Dans le centre-ville de Nevers. © ES

Ils s’appellent Didier Boulaud et Florent Sainte-Fare Garnot. Leurs détracteurs les surnomment « les petits barons socialistes ». Maire de 1993 à 2010 pour le premier, de 2010 à 2014 pour le second, ils ont régné sur Nevers depuis la disparition de Pierre Bérégovoy, le 1er mai 1993. Mais après 43 ans de suprématie socialiste, ils ont dû remettre les clefs de l’hôtel de ville à Denis Thuriot, un ancien membre du PS élu à la tête d’une liste “sans étiquette”, où se sont greffés, entre les deux tours, les candidats UMP et UDI.

« Une trahison » pour Boulaud. « Une transgression » pour Sainte-Fare Garnot. « La démocratie », tranche Sylvain Mathieu, le premier secrétaire fédéral de la Nièvre. « Contrairement à ce que disent mes camarades neversois, il n’y a pas eu de hold-up, dit-il. Les électeurs ont fait un choix, point. Il faut l’accepter. »

Les deux anciens maires PS assurent pourtant avoir multiplié les efforts pour maintenir la ville debout. L’un parle du quartier populaire de la Grande-Pâture, totalement rénové sous son impulsion ; l’autre d’un projet de centre aquatique qui aurait dû voir le jour après sa réélection. Mais dans l’esprit même de leurs camarades socialistes, les deux hommes représentent surtout ce « système clanique et engoncé dans ses acquis » auquel les Neversois ont souhaité mettre fin.

« Bérégovoy avait donné un coup de fouet à Nevers », raconte un militant PS, qui préfère garder l’anonymat pour ne pas « se faire taper sur les doigts. » « Ses successeurs se sont transmis le fauteuil du roi en se contentant de gérer l’héritage, certains d’être constamment réélus. Ils ont péché par arrogance. » 

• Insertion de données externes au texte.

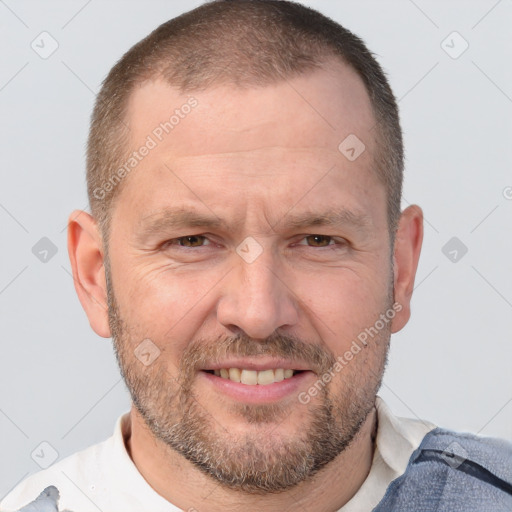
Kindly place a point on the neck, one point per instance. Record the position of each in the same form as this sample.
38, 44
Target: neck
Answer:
185, 486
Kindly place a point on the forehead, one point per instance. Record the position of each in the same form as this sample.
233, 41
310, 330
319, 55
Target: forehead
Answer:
274, 144
315, 110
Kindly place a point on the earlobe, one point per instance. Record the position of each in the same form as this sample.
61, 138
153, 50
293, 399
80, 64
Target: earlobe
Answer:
86, 254
408, 240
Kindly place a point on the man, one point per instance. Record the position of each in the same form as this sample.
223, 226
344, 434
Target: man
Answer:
247, 253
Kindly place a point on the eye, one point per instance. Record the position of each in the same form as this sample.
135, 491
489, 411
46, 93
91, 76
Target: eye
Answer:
189, 241
319, 240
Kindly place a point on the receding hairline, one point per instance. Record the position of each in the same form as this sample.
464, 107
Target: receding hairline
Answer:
306, 39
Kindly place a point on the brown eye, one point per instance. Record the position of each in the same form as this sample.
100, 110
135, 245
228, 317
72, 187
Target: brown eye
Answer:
191, 241
318, 240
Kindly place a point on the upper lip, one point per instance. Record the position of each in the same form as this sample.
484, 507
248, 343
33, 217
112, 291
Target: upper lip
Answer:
257, 364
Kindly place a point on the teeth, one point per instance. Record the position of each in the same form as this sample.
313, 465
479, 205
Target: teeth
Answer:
234, 374
253, 377
249, 377
266, 377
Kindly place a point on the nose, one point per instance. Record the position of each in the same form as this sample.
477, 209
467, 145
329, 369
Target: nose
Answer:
257, 297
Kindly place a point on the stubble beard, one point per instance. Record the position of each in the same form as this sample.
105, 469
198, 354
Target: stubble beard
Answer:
263, 459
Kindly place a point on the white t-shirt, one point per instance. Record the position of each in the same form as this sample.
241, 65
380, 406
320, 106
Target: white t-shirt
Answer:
103, 477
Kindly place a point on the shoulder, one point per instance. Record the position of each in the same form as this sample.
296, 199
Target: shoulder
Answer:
72, 476
453, 471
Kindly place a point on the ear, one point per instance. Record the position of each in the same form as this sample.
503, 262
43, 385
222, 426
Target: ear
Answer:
85, 250
408, 240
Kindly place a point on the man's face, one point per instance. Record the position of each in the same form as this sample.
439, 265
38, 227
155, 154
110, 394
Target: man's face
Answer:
257, 291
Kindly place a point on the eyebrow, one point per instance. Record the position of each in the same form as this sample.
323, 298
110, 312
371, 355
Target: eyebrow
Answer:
179, 218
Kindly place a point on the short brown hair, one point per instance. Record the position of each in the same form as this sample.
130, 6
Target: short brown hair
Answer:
243, 43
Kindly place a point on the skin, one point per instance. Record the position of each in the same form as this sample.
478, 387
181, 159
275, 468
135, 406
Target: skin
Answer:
252, 157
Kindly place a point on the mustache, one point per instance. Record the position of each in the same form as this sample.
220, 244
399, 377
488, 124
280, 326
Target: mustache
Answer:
202, 353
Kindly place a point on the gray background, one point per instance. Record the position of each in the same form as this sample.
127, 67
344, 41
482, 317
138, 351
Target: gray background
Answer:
452, 363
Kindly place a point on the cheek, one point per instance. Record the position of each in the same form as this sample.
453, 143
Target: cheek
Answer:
342, 304
165, 304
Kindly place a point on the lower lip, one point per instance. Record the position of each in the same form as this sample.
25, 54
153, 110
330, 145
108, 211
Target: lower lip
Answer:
259, 393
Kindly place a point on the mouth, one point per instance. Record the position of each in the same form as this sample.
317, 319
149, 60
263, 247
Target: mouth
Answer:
254, 377
257, 381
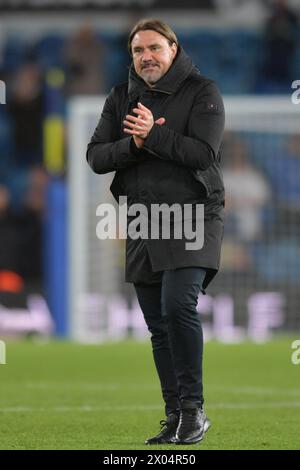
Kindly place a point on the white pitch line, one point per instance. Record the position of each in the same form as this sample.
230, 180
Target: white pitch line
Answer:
91, 408
139, 386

L'ancienne permanence de Denis Thuriot, le nouveau maire de Nevers.
L’ancienne permanence de Denis Thuriot, le nouveau maire de Nevers. © ES

François Mitterrand disait de la Nièvre qu’elle était « le pays de (sa) vie ». Son laboratoire d’expérimentation politique. Élu du département en 1946, il a enduit pendant 35 ans le territoire d’une solide base socialiste, qui avait jusqu’alors résisté à tous les scrutins électoraux. Le 6 mai 2012, Hollande y avait réuni 58,81 % des suffrages du département.

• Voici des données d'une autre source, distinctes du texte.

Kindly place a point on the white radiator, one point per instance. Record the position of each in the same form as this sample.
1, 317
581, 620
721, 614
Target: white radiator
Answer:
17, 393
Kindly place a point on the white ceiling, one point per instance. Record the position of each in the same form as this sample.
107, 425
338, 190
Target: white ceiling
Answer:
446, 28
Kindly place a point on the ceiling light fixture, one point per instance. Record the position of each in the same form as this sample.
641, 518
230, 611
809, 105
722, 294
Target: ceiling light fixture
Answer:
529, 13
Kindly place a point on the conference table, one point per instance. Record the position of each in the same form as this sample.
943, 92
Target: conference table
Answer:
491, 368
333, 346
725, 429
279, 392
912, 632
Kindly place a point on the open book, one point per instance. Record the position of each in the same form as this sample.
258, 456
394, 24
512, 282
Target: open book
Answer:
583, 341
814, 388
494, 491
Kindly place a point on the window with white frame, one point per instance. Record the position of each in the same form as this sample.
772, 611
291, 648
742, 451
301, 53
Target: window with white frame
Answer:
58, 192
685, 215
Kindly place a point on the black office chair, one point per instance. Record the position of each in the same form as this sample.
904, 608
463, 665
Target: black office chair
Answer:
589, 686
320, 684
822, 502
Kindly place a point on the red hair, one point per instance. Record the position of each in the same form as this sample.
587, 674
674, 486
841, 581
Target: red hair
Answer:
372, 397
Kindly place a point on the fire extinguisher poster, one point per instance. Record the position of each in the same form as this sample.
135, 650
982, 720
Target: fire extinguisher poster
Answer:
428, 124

Mais depuis deux ans, le béton s’est fissuré de toutes parts. Aux élections municipales, la gauche nivernaise a perdu les trois premières villes du département (Nevers, Cosne-sur-Loire et Varennes-Vauzelles), tandis qu’aux européennes, le candidat PS Édouard Martin est arrivé en troisième position avec 16,63 % des voix, loin derrière l’UMP (18,56 %) et le Front national (27,33 %).

« Il y a deux mois, j’étais peiné. Là, je suis en colère », a aussitôt réagi Sylvain Mathieu dans les colonnes du Journal du centre. Une semaine plus tôt, le premier secrétaire fédéral de la Nièvre confiait à Mediapart que plusieurs élus du département considéraient en “off” que « ce qui s’était passé aux municipales était assez sain ». « Après des années d’hégémonie socialiste, les gens ont voulu tourner une page, indiquait-il. Il y avait un sentiment d’étouffement. »

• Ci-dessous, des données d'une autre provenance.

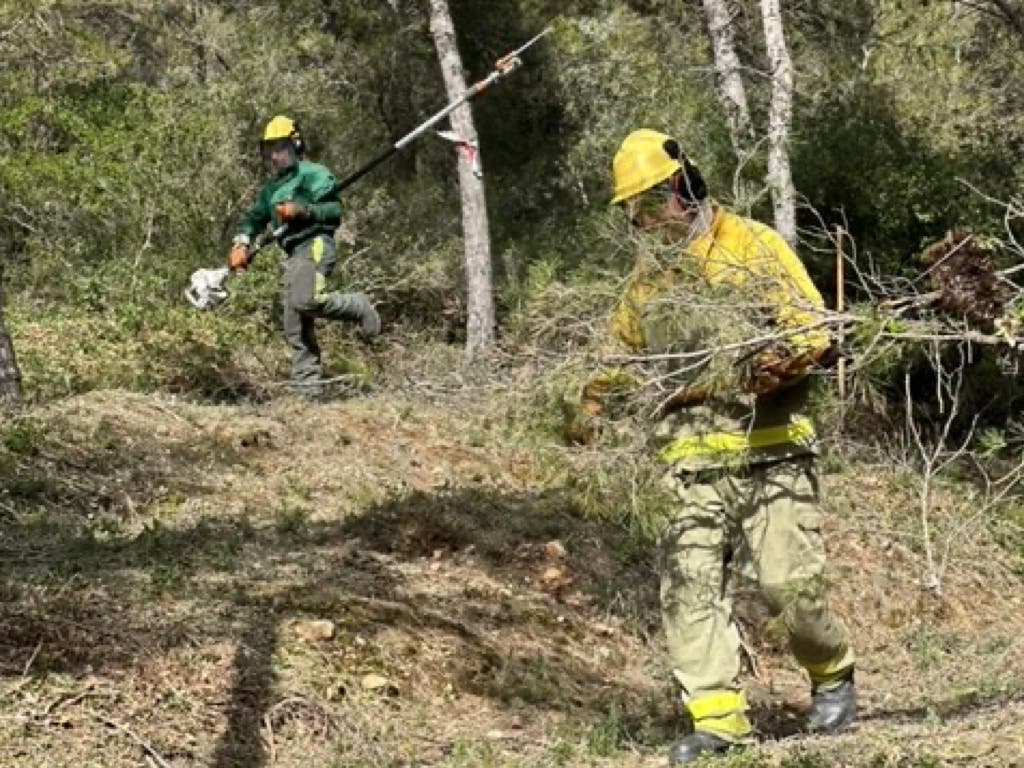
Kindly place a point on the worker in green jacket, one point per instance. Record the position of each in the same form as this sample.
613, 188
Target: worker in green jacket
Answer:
302, 197
741, 461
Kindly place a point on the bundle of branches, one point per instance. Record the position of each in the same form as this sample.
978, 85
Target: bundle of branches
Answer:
708, 337
965, 281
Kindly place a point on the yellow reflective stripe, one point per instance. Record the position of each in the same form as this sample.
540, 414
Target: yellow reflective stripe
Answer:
800, 430
731, 727
717, 705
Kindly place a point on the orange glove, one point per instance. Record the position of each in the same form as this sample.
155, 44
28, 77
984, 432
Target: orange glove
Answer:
291, 211
238, 259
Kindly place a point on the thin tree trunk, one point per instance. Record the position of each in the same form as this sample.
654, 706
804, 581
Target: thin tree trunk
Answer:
479, 300
10, 376
730, 84
779, 120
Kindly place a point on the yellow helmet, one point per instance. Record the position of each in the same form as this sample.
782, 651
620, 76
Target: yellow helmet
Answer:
642, 162
282, 144
280, 127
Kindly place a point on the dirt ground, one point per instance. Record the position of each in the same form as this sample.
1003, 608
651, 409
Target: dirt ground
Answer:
400, 581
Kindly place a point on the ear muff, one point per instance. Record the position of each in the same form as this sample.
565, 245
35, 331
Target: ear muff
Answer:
687, 183
300, 145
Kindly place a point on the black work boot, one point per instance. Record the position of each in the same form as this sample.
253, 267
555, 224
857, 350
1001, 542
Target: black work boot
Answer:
689, 749
833, 709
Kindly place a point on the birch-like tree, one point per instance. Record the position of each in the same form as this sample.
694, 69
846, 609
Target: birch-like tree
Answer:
731, 91
732, 94
779, 121
479, 288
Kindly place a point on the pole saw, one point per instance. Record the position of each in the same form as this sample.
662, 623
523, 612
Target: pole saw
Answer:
208, 287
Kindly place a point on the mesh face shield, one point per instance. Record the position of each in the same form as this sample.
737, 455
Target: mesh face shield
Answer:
279, 155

Certes, les socialistes n’ont plus la cote dans le département, « mais la gauche a encore de beaux jours devant elle », veut croire le député PS de la Nièvre, Christian Paul. « Une autre gauche », précise-t-il, sans oser ajouter “que celle proposée par François Hollande”. Inutile d’en dire plus tant la chose est entendue : pour bon nombre d’élus nivernais, le président de la République « a détruit le PS ».